Leeds Whitehall railway station was a temporary station that was built to the west of Leeds station in Leeds, England while the latter was rebuilt by Railtrack between 1999 and 2002. There was a need for the station itself to be closed during nights and at Christmas of 2000.

A temporary station was built on the Down Whitehall Line just off Springwell Road near the junction of Water Lane, in Holbeck, with a bus turning circle and bus stands outside the station. Bus services ran to ferry passengers from the industrial estate in which the station was placed to Leeds station.
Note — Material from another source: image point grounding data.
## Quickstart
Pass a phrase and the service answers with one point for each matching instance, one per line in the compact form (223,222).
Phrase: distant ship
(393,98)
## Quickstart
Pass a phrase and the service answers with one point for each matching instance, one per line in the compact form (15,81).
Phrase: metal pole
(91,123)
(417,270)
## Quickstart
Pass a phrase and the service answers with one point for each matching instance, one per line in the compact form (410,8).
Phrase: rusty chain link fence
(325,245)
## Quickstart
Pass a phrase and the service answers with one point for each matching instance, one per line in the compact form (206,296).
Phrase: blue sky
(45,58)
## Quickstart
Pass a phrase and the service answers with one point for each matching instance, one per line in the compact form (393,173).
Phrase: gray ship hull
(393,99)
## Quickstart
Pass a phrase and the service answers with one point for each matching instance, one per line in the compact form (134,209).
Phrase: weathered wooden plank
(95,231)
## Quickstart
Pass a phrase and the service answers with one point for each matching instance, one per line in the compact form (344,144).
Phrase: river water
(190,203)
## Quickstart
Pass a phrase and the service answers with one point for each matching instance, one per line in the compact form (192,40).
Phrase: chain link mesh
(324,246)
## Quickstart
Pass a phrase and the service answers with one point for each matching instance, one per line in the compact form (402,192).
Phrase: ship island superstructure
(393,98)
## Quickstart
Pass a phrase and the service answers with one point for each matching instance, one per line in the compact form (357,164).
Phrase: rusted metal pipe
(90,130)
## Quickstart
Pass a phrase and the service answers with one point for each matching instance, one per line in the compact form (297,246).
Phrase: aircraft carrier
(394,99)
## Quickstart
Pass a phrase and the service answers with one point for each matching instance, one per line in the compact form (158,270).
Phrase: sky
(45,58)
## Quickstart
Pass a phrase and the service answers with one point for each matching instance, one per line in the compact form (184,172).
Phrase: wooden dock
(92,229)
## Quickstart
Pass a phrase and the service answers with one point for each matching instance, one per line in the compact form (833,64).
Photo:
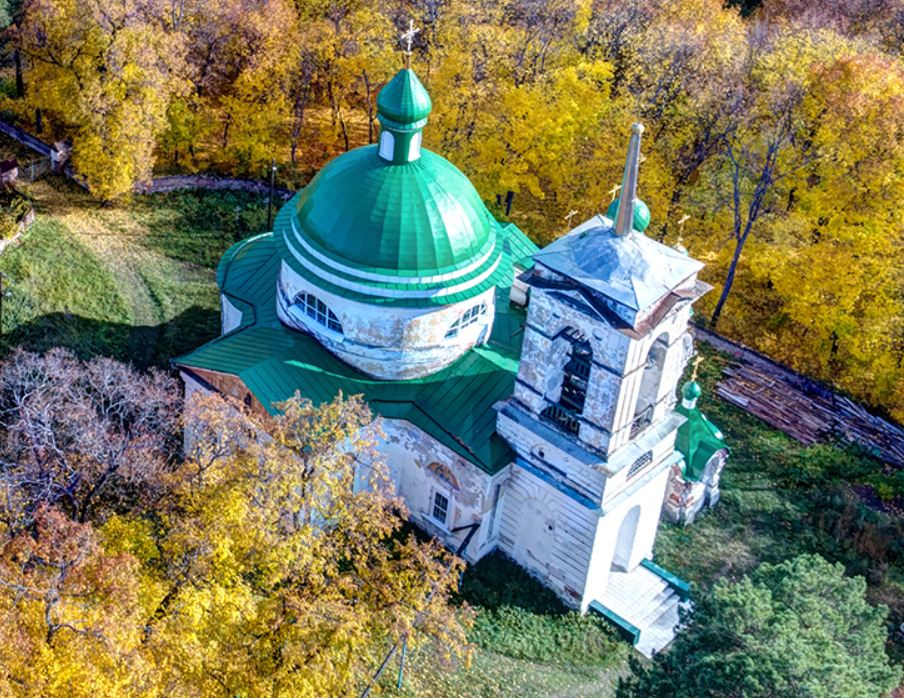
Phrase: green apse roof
(404,99)
(422,218)
(454,406)
(698,439)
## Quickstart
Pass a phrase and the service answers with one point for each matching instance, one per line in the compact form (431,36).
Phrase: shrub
(520,618)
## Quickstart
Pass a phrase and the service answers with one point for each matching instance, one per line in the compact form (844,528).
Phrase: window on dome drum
(440,507)
(316,309)
(387,144)
(469,318)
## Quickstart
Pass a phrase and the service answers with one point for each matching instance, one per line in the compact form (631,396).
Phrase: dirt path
(116,249)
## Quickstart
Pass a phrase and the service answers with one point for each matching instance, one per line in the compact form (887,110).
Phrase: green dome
(420,219)
(404,99)
(641,214)
(691,391)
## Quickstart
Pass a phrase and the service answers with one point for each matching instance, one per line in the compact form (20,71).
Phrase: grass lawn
(135,282)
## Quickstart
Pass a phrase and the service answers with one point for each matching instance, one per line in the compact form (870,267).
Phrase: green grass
(136,282)
(199,225)
(525,643)
(60,295)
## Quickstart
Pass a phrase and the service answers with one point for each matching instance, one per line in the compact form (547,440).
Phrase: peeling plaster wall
(391,343)
(649,498)
(617,371)
(547,533)
(551,458)
(409,453)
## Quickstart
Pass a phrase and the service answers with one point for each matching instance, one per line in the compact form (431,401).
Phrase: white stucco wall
(409,453)
(392,343)
(617,372)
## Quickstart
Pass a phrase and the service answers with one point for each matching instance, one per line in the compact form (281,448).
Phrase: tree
(800,629)
(77,435)
(288,571)
(71,626)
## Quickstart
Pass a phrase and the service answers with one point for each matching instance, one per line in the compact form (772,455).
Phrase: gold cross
(410,34)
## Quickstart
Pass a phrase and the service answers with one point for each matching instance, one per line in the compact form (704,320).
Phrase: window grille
(469,317)
(440,507)
(317,310)
(637,465)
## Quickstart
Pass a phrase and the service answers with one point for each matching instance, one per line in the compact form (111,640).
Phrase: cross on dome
(409,37)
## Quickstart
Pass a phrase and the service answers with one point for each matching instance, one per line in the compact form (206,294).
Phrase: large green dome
(393,223)
(418,219)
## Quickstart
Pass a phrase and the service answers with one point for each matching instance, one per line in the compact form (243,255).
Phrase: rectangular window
(440,508)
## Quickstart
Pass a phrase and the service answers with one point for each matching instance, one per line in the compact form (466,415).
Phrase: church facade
(528,396)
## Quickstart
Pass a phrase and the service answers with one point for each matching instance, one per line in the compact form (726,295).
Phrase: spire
(624,222)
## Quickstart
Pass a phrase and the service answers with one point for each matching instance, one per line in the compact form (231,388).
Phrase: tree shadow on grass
(143,347)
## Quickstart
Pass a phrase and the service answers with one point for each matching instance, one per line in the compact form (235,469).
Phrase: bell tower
(592,416)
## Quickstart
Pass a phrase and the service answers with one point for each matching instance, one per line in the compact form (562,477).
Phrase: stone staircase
(647,602)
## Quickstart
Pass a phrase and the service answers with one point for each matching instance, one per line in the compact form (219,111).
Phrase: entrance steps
(648,603)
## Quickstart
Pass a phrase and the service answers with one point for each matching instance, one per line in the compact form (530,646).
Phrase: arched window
(650,385)
(575,378)
(316,309)
(469,317)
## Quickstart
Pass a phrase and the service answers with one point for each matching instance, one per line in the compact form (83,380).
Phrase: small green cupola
(402,107)
(698,439)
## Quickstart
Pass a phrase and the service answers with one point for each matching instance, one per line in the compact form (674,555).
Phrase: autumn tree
(798,629)
(81,436)
(104,74)
(288,570)
(71,622)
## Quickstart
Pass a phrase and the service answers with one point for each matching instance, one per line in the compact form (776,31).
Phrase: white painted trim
(414,147)
(370,276)
(387,292)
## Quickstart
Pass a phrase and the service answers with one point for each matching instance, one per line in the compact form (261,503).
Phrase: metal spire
(624,221)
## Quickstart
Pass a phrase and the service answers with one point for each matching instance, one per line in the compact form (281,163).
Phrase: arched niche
(572,382)
(649,384)
(624,543)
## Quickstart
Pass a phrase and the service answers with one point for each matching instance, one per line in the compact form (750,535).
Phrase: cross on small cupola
(408,37)
(402,107)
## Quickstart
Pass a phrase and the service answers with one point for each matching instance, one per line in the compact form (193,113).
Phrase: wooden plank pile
(809,412)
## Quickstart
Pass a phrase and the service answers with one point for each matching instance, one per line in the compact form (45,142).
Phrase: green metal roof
(698,439)
(455,405)
(404,99)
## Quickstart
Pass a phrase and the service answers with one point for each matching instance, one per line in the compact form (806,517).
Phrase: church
(527,396)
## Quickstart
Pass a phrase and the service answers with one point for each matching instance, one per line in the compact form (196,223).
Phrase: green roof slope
(455,405)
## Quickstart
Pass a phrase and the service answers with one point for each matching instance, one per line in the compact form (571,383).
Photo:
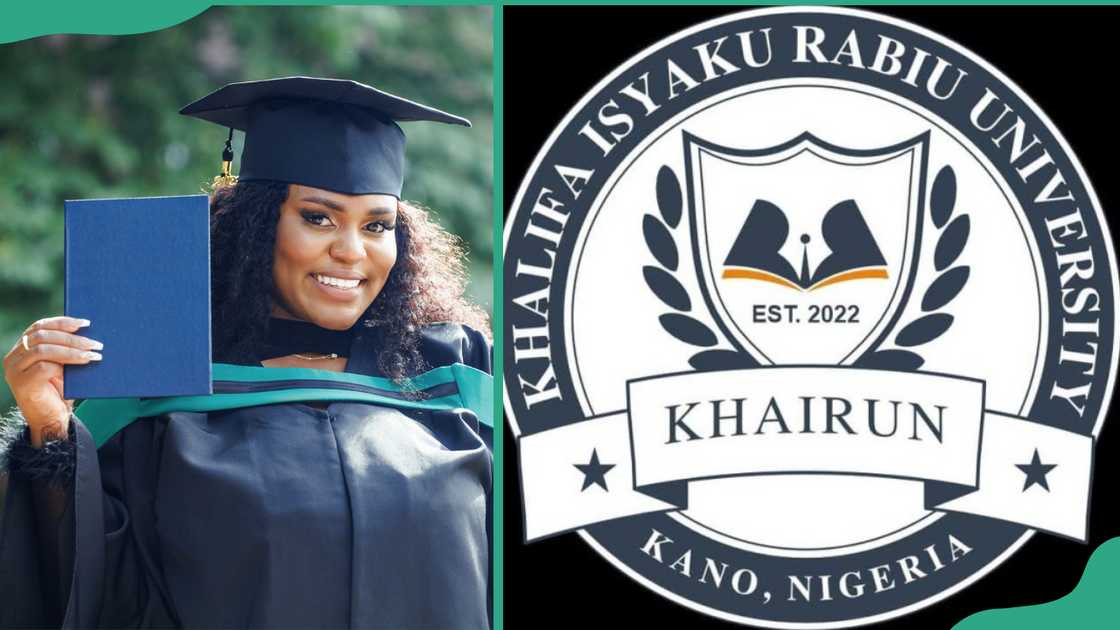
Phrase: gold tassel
(226,178)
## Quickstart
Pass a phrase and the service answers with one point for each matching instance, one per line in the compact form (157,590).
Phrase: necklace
(315,357)
(304,341)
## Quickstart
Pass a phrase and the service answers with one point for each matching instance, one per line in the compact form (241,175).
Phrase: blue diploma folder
(139,270)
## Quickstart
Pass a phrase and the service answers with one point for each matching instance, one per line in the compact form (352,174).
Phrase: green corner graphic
(119,17)
(1092,602)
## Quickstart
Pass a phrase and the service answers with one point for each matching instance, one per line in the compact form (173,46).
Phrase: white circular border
(1106,232)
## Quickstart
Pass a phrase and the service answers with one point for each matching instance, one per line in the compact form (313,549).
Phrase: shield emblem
(805,251)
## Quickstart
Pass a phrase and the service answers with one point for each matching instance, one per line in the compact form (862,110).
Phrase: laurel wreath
(663,283)
(945,287)
(661,279)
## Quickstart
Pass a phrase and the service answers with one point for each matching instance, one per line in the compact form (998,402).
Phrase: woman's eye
(379,227)
(315,218)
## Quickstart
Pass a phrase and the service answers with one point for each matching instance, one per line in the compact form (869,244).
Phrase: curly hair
(425,286)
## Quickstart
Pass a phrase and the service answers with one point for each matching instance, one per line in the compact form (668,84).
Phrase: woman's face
(333,255)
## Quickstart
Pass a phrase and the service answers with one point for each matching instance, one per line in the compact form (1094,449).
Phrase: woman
(366,508)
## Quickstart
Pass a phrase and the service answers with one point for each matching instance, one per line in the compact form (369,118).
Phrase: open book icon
(755,253)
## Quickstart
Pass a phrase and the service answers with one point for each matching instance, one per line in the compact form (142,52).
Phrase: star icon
(594,472)
(1036,472)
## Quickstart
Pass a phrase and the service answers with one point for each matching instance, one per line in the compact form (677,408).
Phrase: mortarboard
(329,133)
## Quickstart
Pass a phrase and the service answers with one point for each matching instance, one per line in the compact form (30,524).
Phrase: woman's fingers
(59,337)
(54,353)
(59,323)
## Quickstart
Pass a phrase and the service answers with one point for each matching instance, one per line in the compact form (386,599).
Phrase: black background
(1061,57)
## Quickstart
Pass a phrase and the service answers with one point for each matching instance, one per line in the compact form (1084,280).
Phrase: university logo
(810,321)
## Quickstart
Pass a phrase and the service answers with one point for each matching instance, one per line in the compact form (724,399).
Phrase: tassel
(226,178)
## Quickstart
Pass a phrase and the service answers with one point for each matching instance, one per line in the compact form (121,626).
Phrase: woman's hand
(34,371)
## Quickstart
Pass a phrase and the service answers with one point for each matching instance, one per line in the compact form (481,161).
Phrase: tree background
(87,117)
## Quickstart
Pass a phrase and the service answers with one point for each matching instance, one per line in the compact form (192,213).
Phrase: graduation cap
(329,133)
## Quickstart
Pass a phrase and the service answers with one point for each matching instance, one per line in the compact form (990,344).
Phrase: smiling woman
(370,512)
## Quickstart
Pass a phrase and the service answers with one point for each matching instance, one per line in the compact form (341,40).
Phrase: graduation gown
(273,516)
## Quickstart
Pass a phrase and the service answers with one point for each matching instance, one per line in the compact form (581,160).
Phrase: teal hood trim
(446,388)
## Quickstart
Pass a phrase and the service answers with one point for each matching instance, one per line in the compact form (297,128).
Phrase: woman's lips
(339,288)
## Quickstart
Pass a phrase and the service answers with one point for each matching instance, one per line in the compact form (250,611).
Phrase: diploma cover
(139,270)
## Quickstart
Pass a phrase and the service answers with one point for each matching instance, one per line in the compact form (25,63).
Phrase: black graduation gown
(278,516)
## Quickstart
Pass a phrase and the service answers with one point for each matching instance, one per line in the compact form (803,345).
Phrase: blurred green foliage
(86,117)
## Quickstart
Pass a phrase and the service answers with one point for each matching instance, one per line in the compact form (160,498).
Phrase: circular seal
(810,321)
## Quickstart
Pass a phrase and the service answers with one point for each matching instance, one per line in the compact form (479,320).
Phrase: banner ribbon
(684,428)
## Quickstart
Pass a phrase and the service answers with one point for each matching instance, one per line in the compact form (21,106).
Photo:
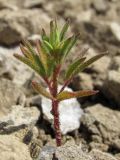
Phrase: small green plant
(47,60)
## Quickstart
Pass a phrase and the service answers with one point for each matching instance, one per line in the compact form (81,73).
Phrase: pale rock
(70,113)
(19,117)
(33,3)
(98,120)
(12,149)
(115,64)
(101,6)
(17,25)
(70,151)
(10,65)
(98,155)
(84,16)
(111,87)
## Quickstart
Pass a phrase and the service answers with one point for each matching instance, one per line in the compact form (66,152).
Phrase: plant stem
(55,104)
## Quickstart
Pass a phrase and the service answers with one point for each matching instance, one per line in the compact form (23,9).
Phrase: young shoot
(51,52)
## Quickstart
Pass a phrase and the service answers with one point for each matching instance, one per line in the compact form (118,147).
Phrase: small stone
(70,113)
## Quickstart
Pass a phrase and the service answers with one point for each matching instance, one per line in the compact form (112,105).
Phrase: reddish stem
(65,85)
(55,104)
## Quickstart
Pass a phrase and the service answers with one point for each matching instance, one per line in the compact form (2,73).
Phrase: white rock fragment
(70,113)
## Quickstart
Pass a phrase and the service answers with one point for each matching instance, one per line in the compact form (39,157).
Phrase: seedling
(47,60)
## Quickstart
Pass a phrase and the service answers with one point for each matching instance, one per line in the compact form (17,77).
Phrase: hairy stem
(55,104)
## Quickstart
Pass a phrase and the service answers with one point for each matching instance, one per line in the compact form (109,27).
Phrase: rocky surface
(67,123)
(24,128)
(12,148)
(70,151)
(98,121)
(18,118)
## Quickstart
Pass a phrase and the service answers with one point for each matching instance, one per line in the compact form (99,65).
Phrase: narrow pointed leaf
(42,55)
(73,67)
(49,46)
(87,63)
(26,52)
(44,36)
(29,46)
(67,95)
(30,64)
(68,44)
(90,61)
(38,88)
(64,30)
(52,32)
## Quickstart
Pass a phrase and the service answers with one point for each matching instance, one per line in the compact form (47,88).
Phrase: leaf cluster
(51,51)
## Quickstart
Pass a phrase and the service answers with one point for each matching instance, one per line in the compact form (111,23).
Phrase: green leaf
(67,46)
(38,88)
(64,30)
(52,32)
(67,95)
(73,67)
(44,36)
(48,46)
(51,66)
(42,55)
(29,46)
(88,62)
(26,52)
(31,64)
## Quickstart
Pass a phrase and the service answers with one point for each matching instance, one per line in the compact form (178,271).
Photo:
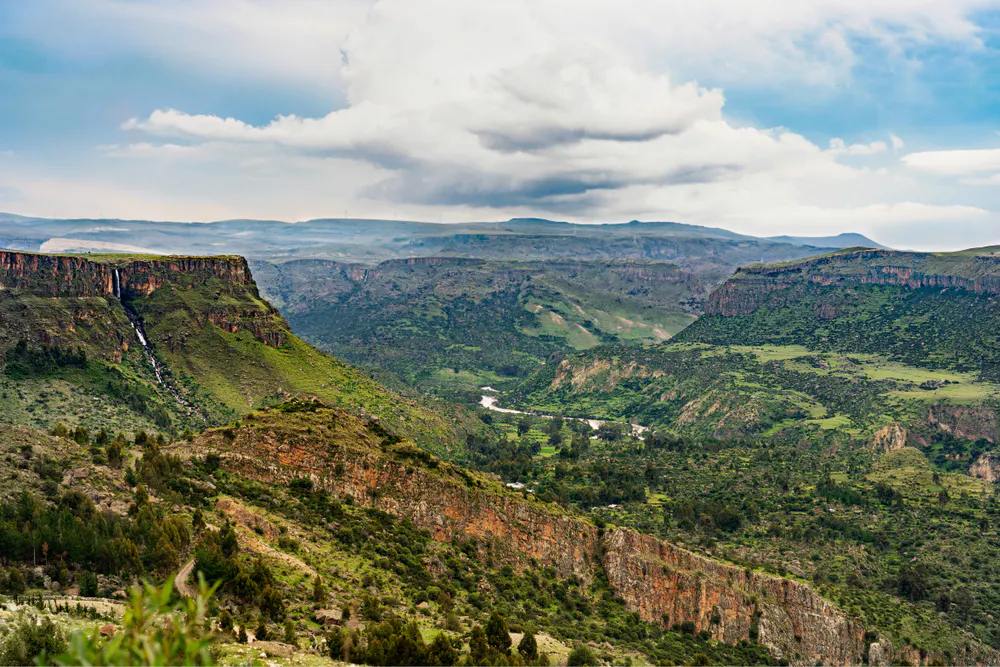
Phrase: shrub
(582,655)
(88,585)
(155,631)
(32,639)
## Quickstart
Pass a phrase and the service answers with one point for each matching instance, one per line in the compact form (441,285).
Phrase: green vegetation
(453,325)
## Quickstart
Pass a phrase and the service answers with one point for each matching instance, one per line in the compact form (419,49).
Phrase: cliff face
(660,581)
(77,277)
(986,467)
(757,287)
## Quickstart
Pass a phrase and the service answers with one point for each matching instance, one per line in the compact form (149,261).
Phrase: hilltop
(73,335)
(452,325)
(371,241)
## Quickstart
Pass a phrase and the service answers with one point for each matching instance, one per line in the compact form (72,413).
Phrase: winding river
(490,403)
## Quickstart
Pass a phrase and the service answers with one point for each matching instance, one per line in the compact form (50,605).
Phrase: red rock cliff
(660,581)
(76,276)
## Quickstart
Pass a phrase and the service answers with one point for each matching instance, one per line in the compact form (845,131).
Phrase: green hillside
(454,325)
(72,355)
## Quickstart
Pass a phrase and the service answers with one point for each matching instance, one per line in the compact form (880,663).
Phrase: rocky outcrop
(762,286)
(970,422)
(890,438)
(986,467)
(663,583)
(79,276)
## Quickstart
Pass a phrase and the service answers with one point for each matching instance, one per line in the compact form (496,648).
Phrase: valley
(796,492)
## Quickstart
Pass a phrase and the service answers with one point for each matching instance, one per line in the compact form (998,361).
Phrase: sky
(767,117)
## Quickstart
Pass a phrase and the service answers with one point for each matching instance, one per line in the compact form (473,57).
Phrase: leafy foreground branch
(157,629)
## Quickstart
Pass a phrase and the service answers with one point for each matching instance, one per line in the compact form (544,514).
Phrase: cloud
(547,125)
(955,162)
(839,147)
(292,42)
(590,109)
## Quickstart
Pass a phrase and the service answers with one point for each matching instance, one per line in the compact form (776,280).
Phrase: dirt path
(180,581)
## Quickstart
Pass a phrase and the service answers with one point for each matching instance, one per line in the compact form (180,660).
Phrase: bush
(582,655)
(88,585)
(155,631)
(32,639)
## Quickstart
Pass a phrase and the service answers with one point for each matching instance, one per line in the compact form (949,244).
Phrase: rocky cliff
(660,581)
(129,280)
(763,286)
(80,276)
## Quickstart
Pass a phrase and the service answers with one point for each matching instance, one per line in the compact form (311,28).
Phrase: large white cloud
(588,109)
(502,106)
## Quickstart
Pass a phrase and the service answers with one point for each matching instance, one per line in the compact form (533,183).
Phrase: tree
(528,647)
(227,540)
(913,581)
(198,520)
(965,602)
(88,584)
(15,583)
(441,651)
(155,631)
(32,638)
(497,635)
(319,591)
(479,648)
(582,655)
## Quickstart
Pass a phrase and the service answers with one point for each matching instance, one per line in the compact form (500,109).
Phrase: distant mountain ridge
(372,241)
(845,240)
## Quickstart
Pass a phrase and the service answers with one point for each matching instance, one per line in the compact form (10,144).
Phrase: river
(490,403)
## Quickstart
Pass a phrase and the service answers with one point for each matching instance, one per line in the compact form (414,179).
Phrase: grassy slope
(448,324)
(221,375)
(231,373)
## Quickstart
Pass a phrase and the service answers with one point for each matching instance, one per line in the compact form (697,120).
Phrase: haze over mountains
(373,240)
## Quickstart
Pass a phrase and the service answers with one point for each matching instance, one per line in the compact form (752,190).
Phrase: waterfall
(140,334)
(133,318)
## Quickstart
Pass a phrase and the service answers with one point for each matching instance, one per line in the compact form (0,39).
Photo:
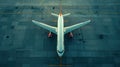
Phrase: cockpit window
(60,51)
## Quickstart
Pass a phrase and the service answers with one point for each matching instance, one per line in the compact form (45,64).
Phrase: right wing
(73,27)
(45,26)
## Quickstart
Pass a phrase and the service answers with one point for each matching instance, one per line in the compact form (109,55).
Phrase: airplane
(60,30)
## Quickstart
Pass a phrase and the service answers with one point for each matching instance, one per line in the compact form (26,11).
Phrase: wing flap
(45,26)
(73,27)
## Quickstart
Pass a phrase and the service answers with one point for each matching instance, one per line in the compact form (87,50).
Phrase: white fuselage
(60,37)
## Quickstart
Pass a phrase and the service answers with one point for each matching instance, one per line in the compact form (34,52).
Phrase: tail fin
(54,14)
(66,14)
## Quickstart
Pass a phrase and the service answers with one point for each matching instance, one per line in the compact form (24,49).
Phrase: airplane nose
(60,53)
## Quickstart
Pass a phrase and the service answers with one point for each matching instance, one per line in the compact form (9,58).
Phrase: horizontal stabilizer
(54,14)
(66,14)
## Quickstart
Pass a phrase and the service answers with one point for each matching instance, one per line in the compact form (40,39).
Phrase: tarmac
(23,44)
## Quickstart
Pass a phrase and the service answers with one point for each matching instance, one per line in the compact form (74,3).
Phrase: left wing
(73,27)
(45,26)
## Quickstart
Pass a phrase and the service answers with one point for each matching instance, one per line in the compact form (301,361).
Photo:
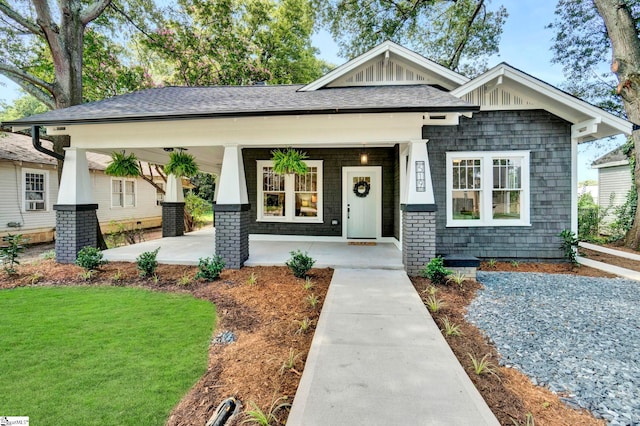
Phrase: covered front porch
(187,249)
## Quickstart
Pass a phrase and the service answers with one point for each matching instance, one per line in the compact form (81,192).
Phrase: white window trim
(290,195)
(24,189)
(486,214)
(124,189)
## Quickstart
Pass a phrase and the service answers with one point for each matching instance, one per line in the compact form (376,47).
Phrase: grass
(100,355)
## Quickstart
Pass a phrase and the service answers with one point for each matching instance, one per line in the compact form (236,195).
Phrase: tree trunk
(622,32)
It opened on 26 September 1999.

A passenger welcome board stood at the junction of Water Lane and Springwell Road, informing passengers of this temporary station, the building work at Leeds station and other information. The colour scheme of the time was the standard white, grey and crimson colours of Railtrack. CCTV signs were placed around the site, warning that footage of people could be used in a court of law. The station consisted of a single platform that was mainly used by Arriva Trains Northern services to and from Manchester Airport between 12 am and 5 am; as well as some local services during daytime off-peak hours. The station also contained two Portakabin buildings; one was a waiting room and the other included toilets and office accommodation. Both buildings had impact-resistant walls and anti-vandal finishes.

The last passenger train to use the station called on 23 February 2002.